29. Juli 1966: Ho und Ti wollen No

29.7.2016, 07:00 Uhr
29. Juli 1966: Ho und Ti wollen No

© Kammler

Der nicht hoch genug zu preisende „Verein der Tiergartenfreunde“ hat es sich 10.000 DM kosten lassen, daß jetzt auch im Nürnberger Tiergarten ein Wisent-Gehege errichtet werden konnte. Gestern wurde es von Bürgermeister Franz Haas seiner Bestimmung übergeben.

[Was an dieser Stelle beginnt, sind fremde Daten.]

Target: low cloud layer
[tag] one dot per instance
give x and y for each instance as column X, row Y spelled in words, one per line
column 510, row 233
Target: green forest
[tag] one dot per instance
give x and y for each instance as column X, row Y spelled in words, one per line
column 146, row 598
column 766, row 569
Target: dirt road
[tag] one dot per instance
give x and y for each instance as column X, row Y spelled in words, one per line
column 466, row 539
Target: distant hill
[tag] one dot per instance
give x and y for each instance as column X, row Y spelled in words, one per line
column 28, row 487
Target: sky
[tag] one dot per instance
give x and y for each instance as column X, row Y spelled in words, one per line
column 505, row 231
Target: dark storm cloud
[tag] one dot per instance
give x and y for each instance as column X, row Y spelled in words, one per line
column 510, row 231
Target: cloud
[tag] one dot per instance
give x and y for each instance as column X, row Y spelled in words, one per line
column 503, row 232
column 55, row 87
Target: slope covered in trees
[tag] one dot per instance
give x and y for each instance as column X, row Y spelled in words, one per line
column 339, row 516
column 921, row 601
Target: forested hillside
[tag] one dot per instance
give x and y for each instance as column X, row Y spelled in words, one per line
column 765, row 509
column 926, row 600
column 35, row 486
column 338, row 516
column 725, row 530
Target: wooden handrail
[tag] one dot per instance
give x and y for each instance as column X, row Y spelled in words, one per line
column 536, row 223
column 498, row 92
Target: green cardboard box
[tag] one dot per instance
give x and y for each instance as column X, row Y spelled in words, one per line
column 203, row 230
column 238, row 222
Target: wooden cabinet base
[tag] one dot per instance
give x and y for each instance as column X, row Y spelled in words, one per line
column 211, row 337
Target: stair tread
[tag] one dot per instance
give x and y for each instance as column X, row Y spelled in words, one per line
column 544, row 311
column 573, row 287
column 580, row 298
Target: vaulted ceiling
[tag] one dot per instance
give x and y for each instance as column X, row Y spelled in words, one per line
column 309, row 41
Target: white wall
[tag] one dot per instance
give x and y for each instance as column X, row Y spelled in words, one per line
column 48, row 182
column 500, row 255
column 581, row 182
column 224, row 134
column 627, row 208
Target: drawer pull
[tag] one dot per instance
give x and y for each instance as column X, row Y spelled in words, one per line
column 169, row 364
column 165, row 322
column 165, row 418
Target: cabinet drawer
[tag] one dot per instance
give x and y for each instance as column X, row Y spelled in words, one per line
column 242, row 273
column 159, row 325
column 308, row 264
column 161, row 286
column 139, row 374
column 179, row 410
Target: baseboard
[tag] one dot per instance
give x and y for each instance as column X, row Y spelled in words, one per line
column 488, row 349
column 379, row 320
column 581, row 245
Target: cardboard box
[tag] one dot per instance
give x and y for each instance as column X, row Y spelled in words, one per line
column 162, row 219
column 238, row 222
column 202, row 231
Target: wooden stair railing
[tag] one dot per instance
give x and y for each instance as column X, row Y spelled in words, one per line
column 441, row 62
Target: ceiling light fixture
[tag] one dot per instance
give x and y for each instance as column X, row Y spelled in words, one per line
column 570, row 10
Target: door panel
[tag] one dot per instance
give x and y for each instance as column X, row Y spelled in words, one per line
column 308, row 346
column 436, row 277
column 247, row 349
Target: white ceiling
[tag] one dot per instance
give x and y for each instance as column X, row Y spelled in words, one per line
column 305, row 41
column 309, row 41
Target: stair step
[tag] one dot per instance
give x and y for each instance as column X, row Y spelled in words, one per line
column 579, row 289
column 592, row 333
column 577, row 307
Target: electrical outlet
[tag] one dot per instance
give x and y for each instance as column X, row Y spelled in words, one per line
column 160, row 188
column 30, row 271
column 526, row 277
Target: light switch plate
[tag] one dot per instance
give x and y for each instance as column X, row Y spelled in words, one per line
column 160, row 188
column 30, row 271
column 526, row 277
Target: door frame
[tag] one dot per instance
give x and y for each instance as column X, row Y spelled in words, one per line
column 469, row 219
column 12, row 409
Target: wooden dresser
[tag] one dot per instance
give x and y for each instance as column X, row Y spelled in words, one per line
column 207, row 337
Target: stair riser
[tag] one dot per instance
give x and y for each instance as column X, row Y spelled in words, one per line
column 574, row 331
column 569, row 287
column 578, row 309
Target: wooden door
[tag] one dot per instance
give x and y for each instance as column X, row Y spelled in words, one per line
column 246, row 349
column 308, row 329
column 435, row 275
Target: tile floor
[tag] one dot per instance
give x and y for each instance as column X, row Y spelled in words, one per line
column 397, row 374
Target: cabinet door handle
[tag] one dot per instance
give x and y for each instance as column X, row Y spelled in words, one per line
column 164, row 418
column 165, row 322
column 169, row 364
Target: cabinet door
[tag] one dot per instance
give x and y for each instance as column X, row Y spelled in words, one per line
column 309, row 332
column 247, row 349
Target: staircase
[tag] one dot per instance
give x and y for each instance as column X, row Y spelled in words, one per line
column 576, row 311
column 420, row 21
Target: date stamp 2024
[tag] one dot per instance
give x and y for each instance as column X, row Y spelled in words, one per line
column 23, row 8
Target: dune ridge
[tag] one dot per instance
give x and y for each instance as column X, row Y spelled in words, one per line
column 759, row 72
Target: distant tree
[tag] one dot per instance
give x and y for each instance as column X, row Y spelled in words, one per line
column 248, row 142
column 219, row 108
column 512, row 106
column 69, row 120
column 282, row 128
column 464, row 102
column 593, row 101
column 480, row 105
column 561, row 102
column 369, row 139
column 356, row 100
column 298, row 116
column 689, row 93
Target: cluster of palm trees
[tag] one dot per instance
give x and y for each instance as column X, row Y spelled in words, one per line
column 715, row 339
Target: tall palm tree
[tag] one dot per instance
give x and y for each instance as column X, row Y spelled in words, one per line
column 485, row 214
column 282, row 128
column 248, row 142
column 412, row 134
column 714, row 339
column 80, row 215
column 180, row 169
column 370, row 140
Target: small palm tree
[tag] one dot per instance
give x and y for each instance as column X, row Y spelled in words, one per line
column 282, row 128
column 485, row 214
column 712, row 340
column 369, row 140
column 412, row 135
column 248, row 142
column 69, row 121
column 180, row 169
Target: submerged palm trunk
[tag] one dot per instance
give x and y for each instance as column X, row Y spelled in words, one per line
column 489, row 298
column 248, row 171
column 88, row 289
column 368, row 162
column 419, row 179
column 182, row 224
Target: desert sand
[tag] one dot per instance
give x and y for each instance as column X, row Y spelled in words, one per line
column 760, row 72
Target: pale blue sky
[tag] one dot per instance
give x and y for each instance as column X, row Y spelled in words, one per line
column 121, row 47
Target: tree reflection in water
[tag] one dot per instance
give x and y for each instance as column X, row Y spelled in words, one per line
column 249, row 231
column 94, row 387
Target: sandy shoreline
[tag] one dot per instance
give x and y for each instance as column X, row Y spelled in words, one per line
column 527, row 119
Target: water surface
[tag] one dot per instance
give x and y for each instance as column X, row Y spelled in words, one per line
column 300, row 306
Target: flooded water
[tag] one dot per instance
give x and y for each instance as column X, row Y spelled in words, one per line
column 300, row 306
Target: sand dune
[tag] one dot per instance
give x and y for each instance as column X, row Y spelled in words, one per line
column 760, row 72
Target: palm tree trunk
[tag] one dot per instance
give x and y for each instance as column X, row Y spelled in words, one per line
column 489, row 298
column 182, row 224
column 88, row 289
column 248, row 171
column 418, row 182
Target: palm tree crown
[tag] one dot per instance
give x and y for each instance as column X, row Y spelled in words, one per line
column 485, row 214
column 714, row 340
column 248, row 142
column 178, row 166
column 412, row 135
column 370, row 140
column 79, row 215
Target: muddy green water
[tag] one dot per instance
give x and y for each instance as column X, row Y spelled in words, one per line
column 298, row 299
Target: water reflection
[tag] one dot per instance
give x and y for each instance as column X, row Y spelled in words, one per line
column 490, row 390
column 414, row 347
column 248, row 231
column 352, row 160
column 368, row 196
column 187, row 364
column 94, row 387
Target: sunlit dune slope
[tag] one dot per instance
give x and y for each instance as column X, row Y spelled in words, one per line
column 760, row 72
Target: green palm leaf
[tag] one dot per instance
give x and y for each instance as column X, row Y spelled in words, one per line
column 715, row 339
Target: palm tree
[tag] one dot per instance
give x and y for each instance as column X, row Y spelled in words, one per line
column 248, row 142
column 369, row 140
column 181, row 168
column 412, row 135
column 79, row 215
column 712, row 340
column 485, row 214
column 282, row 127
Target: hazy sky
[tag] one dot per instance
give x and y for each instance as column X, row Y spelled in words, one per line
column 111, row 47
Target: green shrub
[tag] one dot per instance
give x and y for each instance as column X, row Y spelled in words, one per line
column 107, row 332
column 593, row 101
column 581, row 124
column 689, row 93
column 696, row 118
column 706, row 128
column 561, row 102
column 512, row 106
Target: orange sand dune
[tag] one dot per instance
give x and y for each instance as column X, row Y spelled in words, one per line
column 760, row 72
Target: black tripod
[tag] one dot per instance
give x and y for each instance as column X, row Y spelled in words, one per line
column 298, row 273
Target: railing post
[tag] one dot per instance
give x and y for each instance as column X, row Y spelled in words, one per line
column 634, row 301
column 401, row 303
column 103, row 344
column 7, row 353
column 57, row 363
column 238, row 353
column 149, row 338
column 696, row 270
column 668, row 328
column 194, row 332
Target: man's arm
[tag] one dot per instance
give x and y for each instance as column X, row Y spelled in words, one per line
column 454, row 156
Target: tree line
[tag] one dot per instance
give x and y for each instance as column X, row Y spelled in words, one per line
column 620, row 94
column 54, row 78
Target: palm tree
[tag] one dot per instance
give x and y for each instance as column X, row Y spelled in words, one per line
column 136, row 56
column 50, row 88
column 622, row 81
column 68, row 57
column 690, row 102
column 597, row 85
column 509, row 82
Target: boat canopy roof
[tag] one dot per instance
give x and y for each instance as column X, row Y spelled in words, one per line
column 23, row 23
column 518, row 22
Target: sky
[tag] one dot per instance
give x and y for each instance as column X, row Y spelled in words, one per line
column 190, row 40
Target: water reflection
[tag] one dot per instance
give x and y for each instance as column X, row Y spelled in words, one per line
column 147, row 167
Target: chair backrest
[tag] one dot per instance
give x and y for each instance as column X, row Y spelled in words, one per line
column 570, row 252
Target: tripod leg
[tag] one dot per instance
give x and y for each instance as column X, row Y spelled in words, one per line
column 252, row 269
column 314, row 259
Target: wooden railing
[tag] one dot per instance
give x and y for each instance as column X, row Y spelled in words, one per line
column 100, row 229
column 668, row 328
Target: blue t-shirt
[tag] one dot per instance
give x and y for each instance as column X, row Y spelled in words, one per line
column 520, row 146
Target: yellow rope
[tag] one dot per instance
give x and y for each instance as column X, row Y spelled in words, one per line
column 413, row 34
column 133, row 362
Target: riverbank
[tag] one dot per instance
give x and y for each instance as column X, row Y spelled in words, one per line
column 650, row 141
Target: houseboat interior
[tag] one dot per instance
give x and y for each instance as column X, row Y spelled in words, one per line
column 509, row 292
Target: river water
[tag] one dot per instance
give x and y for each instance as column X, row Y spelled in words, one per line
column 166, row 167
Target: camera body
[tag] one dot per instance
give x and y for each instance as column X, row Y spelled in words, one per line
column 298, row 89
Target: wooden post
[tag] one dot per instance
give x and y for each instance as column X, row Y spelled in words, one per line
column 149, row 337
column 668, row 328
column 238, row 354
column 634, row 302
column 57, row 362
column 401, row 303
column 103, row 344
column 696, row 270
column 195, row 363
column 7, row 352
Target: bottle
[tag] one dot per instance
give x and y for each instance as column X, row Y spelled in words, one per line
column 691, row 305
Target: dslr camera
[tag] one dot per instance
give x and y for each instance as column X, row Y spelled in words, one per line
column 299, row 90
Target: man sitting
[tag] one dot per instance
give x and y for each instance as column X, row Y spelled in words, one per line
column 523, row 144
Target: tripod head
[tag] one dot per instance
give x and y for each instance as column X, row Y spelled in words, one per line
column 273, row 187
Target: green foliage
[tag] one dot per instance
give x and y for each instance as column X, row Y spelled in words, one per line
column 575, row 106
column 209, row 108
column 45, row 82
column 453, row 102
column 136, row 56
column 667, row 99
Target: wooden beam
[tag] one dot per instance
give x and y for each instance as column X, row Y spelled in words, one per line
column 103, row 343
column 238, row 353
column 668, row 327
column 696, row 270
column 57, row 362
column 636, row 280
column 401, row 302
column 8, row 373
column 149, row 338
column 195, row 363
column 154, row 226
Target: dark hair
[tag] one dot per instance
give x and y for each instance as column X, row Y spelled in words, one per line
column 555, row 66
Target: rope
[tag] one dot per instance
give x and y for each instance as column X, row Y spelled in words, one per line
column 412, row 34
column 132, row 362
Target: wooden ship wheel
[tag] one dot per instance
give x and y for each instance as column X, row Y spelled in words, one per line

Platz haben der Wisentbulle Holger – er kommt aus einem Tierpark in Holstein, und darum muß sein Name mit „Ho“ beginnen – und die beiden Kühe Tinka und Titania – aus dem Tierpark Berlin – im früheren Rotwild-Gehege oberhalb des Nilpferdhauses genug. Temperamentvoll und munter sind sie auch, aber zur Vermehrung des Wisent-Bestandes werden die drei „Jährlinge“ erst in zwei bis drei Jahren beitragen können. Einstweilen tummeln sie sich auf dem weiten Gelände und lassen sich das Gras schmecken.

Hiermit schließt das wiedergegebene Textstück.